Marisha Pessl will be in Ashvegas Friday and Saturday, at Barnes and Noble and Malaprop’s, to pimp her new book that’s getting some good buzz. The book is titled “Special Topics in Calamity Phsyics.”
Marisha is hot. As in, she’s getting great reviews from the New York Times and Publisher’s Weekly. Marisha, 27, is also hawt. As in, she’s a babe. Which is why we’ll probably go see her Saturday night.
Ashvegas has the book, but has not yet read it. We’re not sure if we will, to be honest.Here’s what Publisher’s Weekly says about it:
Pessl’s stunning debut is an elaborate construction modeled after the syllabus of a college literature course—36 chapters are named after everything from Othello to Paradise Lost to The Big Sleep—that culminates with a final exam. It comes as no surprise, then, that teen narrator Blue Van Meer, the daughter of an itinerant academic, has an impressive vocabulary and a knack for esoteric citation that makes Salinger’s Seymour Glass look like a dunce. Following the mysterious death of her butterfly-obsessed mother, Blue and her father, Gareth, embark, in another nod to Nabokov, on a tour of picturesque college towns, never staying anyplace longer than a semester.
A story in the Raleigh newspaper this week offers a nice Q&A with Marisha. Ashvegas apparently infuses Marisha’s novel, which is pretty cool. Here’s a sample:
Q – How long did you live in North Carolina?
A – Since I was 3 years old through high school. My mother and grandmother still live in the area; I’m looking forward to going there. I spent my childhood browsing the books at Malaprops [in Asheville]. It’s amazing that I’ll be reading there now. Asheville resonates through the book in different ways.
Q – Are St. Gallway School and Stockton, N.C., based on real places?
A – I willfully made up everything in my novel. Things from your life reverberate. I definitely had both of my Asheville high school experiences [she attended public and private schools there] in my head and used that as a basis for coming up with something new. I love the mental challenge of conjuring up a new world, new characters.

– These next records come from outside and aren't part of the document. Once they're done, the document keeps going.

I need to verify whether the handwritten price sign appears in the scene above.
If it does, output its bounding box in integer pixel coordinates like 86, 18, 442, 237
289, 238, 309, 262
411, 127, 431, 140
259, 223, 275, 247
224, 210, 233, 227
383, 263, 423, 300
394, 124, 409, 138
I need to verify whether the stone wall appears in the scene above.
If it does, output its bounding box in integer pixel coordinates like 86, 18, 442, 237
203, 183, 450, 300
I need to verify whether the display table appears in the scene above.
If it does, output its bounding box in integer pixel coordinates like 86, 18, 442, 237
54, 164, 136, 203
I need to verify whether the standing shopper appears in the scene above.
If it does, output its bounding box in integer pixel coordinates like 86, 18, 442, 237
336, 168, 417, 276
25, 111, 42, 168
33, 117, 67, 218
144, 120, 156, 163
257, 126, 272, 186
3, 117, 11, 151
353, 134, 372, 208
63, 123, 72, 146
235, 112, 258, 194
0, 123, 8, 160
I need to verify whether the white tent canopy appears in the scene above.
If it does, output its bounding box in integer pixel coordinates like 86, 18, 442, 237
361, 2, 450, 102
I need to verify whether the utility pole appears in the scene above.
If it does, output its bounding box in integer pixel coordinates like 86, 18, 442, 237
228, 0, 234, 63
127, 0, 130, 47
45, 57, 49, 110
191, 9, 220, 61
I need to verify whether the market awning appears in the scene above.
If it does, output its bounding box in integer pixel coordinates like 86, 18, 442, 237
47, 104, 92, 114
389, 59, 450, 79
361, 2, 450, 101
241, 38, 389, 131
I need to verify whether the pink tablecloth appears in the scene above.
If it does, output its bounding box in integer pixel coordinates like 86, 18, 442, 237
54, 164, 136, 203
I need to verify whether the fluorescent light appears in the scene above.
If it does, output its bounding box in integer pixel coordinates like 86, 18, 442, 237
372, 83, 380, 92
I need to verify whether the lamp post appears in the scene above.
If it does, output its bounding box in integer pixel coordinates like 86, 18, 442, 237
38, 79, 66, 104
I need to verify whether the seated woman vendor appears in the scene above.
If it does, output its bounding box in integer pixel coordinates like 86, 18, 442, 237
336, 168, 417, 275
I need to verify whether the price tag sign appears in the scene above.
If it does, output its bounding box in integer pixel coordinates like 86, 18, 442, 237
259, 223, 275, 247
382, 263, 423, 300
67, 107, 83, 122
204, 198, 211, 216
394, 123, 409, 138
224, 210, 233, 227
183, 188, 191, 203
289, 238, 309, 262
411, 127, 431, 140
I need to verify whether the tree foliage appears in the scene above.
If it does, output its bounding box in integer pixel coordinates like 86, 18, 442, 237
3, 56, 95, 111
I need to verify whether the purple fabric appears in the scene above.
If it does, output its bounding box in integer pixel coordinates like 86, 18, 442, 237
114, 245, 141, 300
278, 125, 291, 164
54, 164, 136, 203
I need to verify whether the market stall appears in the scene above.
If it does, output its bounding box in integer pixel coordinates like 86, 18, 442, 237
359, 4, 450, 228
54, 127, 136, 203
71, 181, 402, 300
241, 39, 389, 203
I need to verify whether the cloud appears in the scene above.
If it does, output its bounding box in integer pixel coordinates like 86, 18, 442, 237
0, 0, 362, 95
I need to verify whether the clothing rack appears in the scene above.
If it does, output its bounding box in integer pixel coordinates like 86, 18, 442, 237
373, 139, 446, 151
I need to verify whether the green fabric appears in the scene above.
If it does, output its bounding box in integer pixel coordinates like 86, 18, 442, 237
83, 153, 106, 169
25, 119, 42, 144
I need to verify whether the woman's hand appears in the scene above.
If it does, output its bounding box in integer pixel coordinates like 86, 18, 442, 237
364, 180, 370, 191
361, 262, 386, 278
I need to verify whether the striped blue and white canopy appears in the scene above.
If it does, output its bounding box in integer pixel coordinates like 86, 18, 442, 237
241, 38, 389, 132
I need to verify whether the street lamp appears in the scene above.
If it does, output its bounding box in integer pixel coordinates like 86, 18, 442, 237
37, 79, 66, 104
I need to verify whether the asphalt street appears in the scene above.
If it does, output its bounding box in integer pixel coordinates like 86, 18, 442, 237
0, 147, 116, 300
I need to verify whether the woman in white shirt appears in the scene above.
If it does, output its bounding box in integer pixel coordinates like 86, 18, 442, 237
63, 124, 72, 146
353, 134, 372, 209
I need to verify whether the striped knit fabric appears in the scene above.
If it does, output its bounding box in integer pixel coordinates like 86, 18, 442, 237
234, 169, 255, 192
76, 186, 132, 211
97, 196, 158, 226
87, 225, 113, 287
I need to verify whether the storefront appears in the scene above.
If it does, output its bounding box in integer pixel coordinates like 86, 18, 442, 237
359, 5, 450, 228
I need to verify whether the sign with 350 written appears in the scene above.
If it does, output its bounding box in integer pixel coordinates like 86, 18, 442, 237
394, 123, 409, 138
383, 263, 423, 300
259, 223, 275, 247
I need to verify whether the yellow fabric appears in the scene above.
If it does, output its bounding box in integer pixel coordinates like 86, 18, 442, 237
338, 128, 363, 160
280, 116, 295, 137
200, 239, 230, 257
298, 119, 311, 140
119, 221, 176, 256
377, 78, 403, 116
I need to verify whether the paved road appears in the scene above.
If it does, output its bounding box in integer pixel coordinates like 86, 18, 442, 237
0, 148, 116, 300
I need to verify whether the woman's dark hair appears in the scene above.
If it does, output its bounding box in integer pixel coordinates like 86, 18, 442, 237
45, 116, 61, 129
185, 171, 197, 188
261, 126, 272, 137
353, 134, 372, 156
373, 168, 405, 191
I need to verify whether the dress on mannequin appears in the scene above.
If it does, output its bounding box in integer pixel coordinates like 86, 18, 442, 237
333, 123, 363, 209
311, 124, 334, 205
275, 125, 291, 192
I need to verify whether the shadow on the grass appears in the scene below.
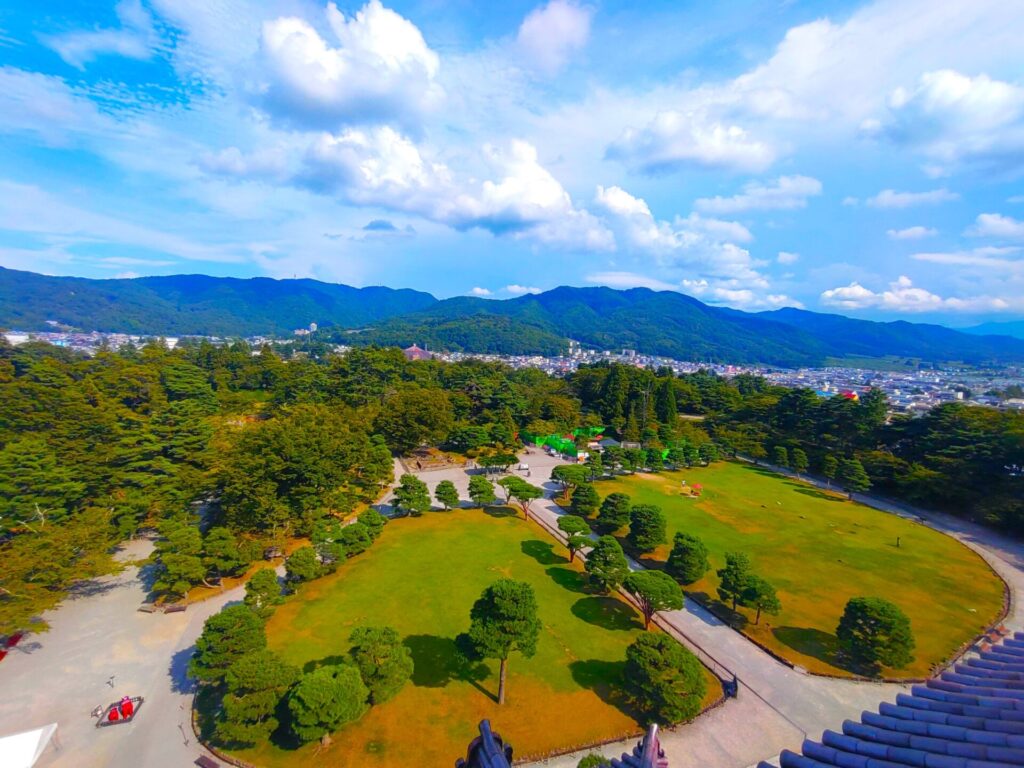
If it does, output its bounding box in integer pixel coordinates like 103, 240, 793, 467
547, 561, 589, 594
793, 483, 846, 502
483, 504, 519, 517
402, 635, 498, 701
569, 658, 640, 722
572, 596, 643, 632
772, 627, 843, 672
519, 539, 569, 565
167, 645, 198, 693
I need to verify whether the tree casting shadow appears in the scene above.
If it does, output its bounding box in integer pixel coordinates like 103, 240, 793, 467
772, 627, 843, 672
402, 635, 498, 701
167, 645, 198, 693
483, 504, 519, 517
547, 561, 590, 595
519, 539, 569, 565
572, 597, 643, 632
569, 658, 641, 722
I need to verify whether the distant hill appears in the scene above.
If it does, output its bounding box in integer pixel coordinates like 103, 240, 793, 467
0, 267, 1024, 367
959, 321, 1024, 339
350, 287, 825, 366
757, 307, 1024, 365
0, 267, 437, 336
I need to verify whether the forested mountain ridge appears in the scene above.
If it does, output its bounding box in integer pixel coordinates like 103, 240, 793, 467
0, 267, 437, 337
758, 307, 1024, 362
0, 267, 1024, 367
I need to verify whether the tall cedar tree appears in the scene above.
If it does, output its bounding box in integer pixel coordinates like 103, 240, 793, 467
558, 515, 594, 562
623, 633, 708, 725
288, 664, 370, 742
718, 552, 753, 610
434, 480, 459, 510
348, 627, 413, 705
468, 579, 541, 705
584, 536, 630, 592
569, 482, 601, 517
627, 504, 667, 552
469, 475, 498, 507
623, 570, 683, 630
188, 605, 266, 683
665, 532, 711, 584
836, 597, 914, 671
243, 568, 284, 620
597, 494, 632, 534
216, 648, 300, 746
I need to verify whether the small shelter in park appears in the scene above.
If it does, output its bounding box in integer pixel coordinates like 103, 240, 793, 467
520, 427, 604, 456
401, 344, 434, 361
0, 723, 57, 768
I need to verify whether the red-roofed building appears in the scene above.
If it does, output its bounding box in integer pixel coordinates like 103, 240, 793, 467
401, 344, 434, 360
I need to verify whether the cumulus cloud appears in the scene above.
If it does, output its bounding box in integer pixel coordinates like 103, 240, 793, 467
585, 271, 678, 291
886, 225, 939, 240
299, 126, 614, 250
260, 0, 441, 130
865, 70, 1024, 175
910, 247, 1024, 274
505, 283, 541, 296
42, 0, 157, 70
516, 0, 594, 75
595, 186, 799, 308
967, 213, 1024, 240
864, 187, 959, 208
821, 275, 1011, 313
606, 111, 777, 173
693, 176, 821, 214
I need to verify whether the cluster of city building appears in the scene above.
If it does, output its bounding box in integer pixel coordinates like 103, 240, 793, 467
4, 325, 1024, 414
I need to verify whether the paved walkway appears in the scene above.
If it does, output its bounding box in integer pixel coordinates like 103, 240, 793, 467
0, 540, 264, 768
0, 451, 1024, 768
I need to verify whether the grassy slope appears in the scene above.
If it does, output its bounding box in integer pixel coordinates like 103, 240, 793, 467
233, 510, 721, 766
599, 463, 1004, 677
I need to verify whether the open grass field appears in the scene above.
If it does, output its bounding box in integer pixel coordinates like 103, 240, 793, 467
597, 462, 1004, 677
224, 508, 721, 767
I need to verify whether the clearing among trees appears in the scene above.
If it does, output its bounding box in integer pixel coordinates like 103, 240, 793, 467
223, 507, 721, 768
597, 462, 1004, 677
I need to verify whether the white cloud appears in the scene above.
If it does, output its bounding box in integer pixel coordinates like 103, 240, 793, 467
42, 0, 157, 70
516, 0, 594, 75
886, 225, 939, 240
871, 70, 1024, 175
505, 283, 541, 296
693, 176, 821, 214
260, 0, 441, 130
967, 213, 1024, 240
585, 271, 677, 291
864, 187, 959, 208
606, 111, 777, 173
821, 275, 1011, 313
910, 248, 1024, 274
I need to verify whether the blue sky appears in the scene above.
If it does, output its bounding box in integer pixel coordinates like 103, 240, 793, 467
0, 0, 1024, 326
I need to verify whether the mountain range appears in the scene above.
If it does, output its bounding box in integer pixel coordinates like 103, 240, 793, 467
0, 267, 1024, 366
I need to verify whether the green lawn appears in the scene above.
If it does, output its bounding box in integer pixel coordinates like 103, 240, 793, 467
226, 509, 721, 766
598, 462, 1004, 677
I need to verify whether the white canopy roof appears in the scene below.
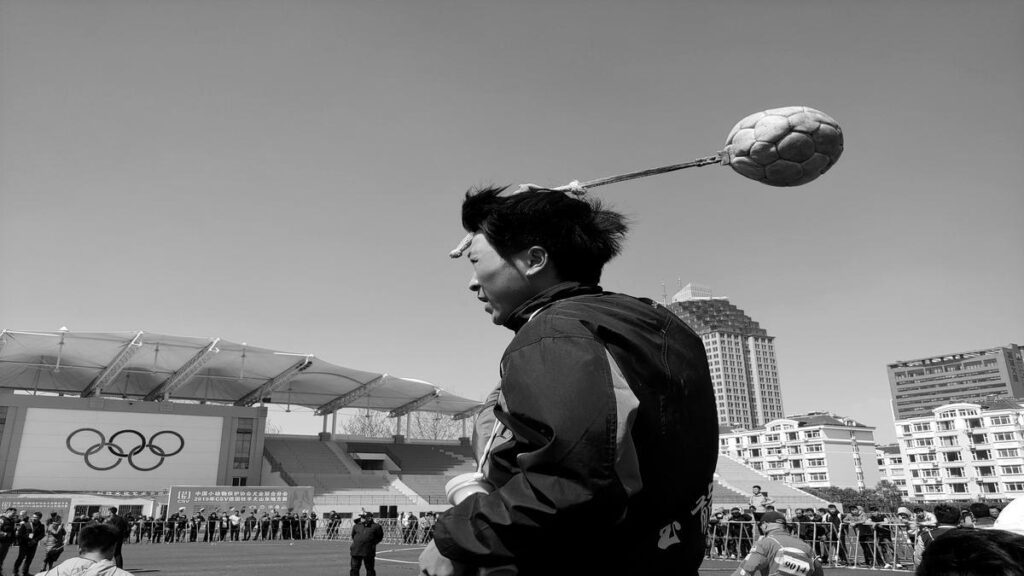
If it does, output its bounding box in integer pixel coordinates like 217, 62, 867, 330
0, 330, 480, 418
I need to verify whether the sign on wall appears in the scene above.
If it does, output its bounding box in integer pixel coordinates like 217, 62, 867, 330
0, 494, 72, 524
13, 408, 223, 491
167, 486, 313, 516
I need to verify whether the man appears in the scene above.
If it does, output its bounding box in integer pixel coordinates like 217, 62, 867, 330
0, 507, 17, 576
822, 504, 850, 566
746, 484, 775, 522
420, 189, 718, 576
39, 524, 132, 576
732, 510, 824, 576
106, 506, 128, 568
913, 504, 961, 565
918, 524, 1024, 576
14, 512, 46, 576
348, 512, 384, 576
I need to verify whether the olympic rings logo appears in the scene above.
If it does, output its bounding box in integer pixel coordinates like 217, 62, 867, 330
66, 428, 185, 472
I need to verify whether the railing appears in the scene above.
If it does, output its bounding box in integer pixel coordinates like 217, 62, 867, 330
706, 520, 921, 571
61, 519, 433, 545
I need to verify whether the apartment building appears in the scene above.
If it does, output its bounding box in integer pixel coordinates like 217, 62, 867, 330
668, 284, 783, 428
896, 397, 1024, 501
889, 344, 1024, 420
719, 412, 881, 489
874, 443, 910, 498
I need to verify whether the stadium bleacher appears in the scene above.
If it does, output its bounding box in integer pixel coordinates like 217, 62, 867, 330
264, 435, 827, 509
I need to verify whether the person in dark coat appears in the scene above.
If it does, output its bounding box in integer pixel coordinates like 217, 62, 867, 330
348, 512, 384, 576
106, 506, 128, 568
14, 512, 46, 576
0, 507, 17, 571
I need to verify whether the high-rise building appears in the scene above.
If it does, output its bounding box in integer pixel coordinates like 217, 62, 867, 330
669, 284, 782, 428
896, 398, 1024, 502
889, 344, 1024, 420
719, 412, 881, 489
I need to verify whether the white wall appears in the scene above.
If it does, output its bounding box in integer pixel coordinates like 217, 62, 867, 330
13, 408, 223, 490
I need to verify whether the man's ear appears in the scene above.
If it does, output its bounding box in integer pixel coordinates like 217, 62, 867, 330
525, 246, 552, 276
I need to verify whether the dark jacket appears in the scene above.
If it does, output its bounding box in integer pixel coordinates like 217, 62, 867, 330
348, 521, 384, 557
106, 513, 128, 538
0, 516, 17, 544
434, 283, 718, 575
17, 520, 46, 546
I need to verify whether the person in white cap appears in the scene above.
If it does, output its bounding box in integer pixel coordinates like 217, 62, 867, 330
732, 510, 824, 576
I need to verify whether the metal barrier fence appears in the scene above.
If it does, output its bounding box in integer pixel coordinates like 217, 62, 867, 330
67, 519, 433, 544
706, 520, 916, 570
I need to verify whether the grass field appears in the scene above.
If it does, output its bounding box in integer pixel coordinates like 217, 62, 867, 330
9, 540, 908, 576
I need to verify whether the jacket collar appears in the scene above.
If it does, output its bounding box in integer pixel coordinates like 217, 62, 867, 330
503, 282, 601, 332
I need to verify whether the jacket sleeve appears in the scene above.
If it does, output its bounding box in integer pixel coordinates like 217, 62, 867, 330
434, 334, 639, 566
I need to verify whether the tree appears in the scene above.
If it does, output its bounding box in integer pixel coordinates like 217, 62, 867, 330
340, 408, 394, 438
408, 412, 462, 440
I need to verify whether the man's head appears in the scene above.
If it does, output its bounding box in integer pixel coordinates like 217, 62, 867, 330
462, 188, 628, 325
78, 524, 121, 558
918, 524, 1024, 576
967, 502, 992, 520
932, 504, 961, 526
761, 511, 785, 533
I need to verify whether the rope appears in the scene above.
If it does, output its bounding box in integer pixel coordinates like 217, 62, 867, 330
449, 151, 729, 258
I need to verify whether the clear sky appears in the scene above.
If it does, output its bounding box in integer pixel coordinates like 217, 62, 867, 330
0, 0, 1024, 440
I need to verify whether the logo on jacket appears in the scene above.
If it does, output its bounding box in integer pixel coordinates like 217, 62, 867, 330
65, 428, 185, 472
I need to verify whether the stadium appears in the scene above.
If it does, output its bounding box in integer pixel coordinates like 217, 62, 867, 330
0, 330, 825, 573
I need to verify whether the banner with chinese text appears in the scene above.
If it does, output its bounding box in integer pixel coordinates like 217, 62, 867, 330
167, 486, 313, 515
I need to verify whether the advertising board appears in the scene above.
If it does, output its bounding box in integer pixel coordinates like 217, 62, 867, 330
13, 408, 223, 491
167, 486, 313, 515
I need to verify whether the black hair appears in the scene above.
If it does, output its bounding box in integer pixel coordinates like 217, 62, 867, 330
78, 524, 121, 552
462, 187, 629, 285
932, 504, 961, 526
967, 502, 992, 520
916, 524, 1024, 576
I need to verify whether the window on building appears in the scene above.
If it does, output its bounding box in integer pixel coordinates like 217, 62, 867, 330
232, 418, 255, 470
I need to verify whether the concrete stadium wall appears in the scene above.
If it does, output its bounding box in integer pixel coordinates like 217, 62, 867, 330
0, 394, 266, 491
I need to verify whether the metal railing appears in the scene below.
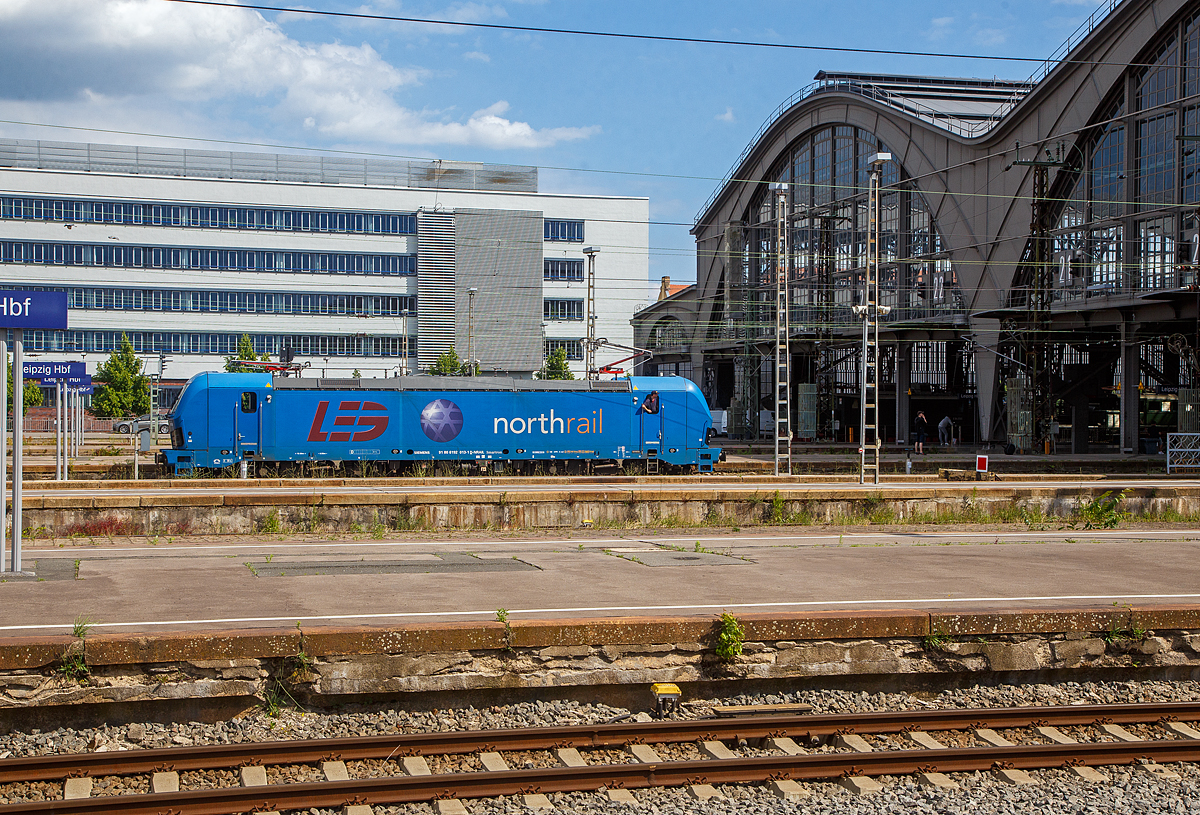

Finally, here’s an excerpt from the New York Times review. It starts out pretty rough on the book, but then ends with this:
Everything about “Special Topics in Calamity Physics” is comparably coy, convoluted, brightly self-conscious and (to use a word blessedly remote from Blue’s jubilant vocabulary) postmodern. Even the physics equation on the book’s back cover has outsized verve. And what begins as a dubious proposition, in a world wholly without need for additions to its Prep School Confidential bibliography, becomes a whirling, glittering, multifaceted marvel, delivered in an irrepressibly smart and flamboyant new voice. No reference points need be invoked. It speaks for itself.